Our movements, meanwhile, can be abundant in imagination: “We can mitigate the effects of capitalism and create a better system that’s more just, where everyone thrives and not just wealthy people!” And yet, we often have a scarcity mindset around money and we become terrified to spend it, leading to underpaid staff and rickety infrastructure. And sadly, there are lots of times in movements, as well as in general, where we have a scarcity of grace for one another, where we question one another’s motives, and where minor mistakes are amplified while larger mistakes are perceived as unforgiveable.
There are general equity implications of abundance, as people with privilege seems to have different perceptions of and engagement with it. Those with more privilege perhaps can afford to have a more abundant mindset, while those with less privilege, who have experienced trauma, who must constantly navigate an oppressive system, are less inclined to have a sense of “abundance” and are also more likely to be wary of anyone pushing it. I remember one conference where a speaker, a white man, talked for an hour about how happiness is just a matter of everyone having an abundant mindset and making a conscious decision to just be happy, it’s as simple as that.
Without deeper conversations, we risk having “Abundance” be another jargon thrown about pointlessly and annoyingly. Or worse, used as a tool to protect the status quo, such as when people from marginalized backgrounds point out inequitable philosophies, systems, and practices, only to be told that they have a scarcity mindset and should learn to think more abundantly.

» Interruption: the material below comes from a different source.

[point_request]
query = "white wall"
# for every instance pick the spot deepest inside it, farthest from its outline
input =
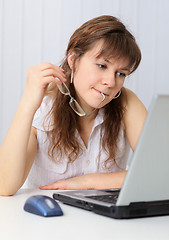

Abundance can be a helpful concept, and an important counter to the scarcity mindset that much of our sector has internalized. But let’s agree to be more thoughtful about it. If “Abundance” is something your organization, movement, or you as an individual hold as one of your key values, that’s great. But spend some time examining it. What do you mean by abundance? Does everyone have the same views of it? Which spheres are you thinking about? What does it look like in everyday practice? Are you abundant in some areas but not in others? How does your privilege affect your perception of it? Does abundance look different to people with backgrounds and identities different and similar to yours? What actions do you need to take to actualize true abundance?